More than 900,000 users have signed up to build homes, form neighbourhoods and live out alternative versions of their lives in the 3D, computer-generated world.

Players spend around US$350,000 a day on average, or a rate of $13 million a year.

Usage is growing in rapid double-digit terms each month. Players buy and sell goods and services using a virtual currency, known as Linden Dollars.

An online marketplace allows users to convert the currency into real US dollars, enabling users to earn real money from their activities.

Adam Pasick, a Reuters' media correspondent based in London, will serve as the news organization's first virtual bureau chief, using a personal avatar, or animated character, called "Adam Reuters," in keeping with the game's naming system.

"As strange as it might seem, it's not that different from being a reporter in the real world," Pasick said.

"Once you get used to it - it becomes very much like the job I have been doing for years." Car maker Toyota, music label Sony BMG, computer maker Sun Microsystems, and technology news company Cnet are among the companies taking part in Second Life.

Adidas and American Apparel sell clothes and accessories for people to dress their avatars.

Starwood Hotels has built a virtual version of "aloft," a new hotel chain it plans to open in the real world in 2008.

Reuters will have journalists reporting and writing financial and cultural stories within and about Second Life as part of the London-based company's strategy to reach new audiences with the latest digital technologies.

"In Second Life, we're making Reuters part of a new generation," Reuters Chief Executive Tom Glocer said in a statement.

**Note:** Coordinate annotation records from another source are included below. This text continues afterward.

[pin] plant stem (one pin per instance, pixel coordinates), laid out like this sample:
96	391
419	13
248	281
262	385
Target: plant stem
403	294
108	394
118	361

"We're playing an active role in this community by bringing the outside world into Second Life and vice versa."

Second Life citizens can stay tuned to the latest headlines by using a feature called the Reuters News Center, a mobile device that users can carry inside the virtual environment.

Stories will focus on both the fast-growing economy and culture of Second Life and also include links to Reuters news feeds from the outside world, ranging from Baghdad to Wall Street.

Pasick said Reuters was not bending any editorial rules to operate in a world that blends fiction with reality.

"Being unbiased, being accurate, being fast, all the things that Reuters strives for, they hold true in just about any environment in which you would want to report the news," he said.

Residents of Second Life who read a Reuters story that interests them can, with the click of a button, go to a community centre called Reuters Atrium to meet others to discuss the latest events in both the real and virtual worlds.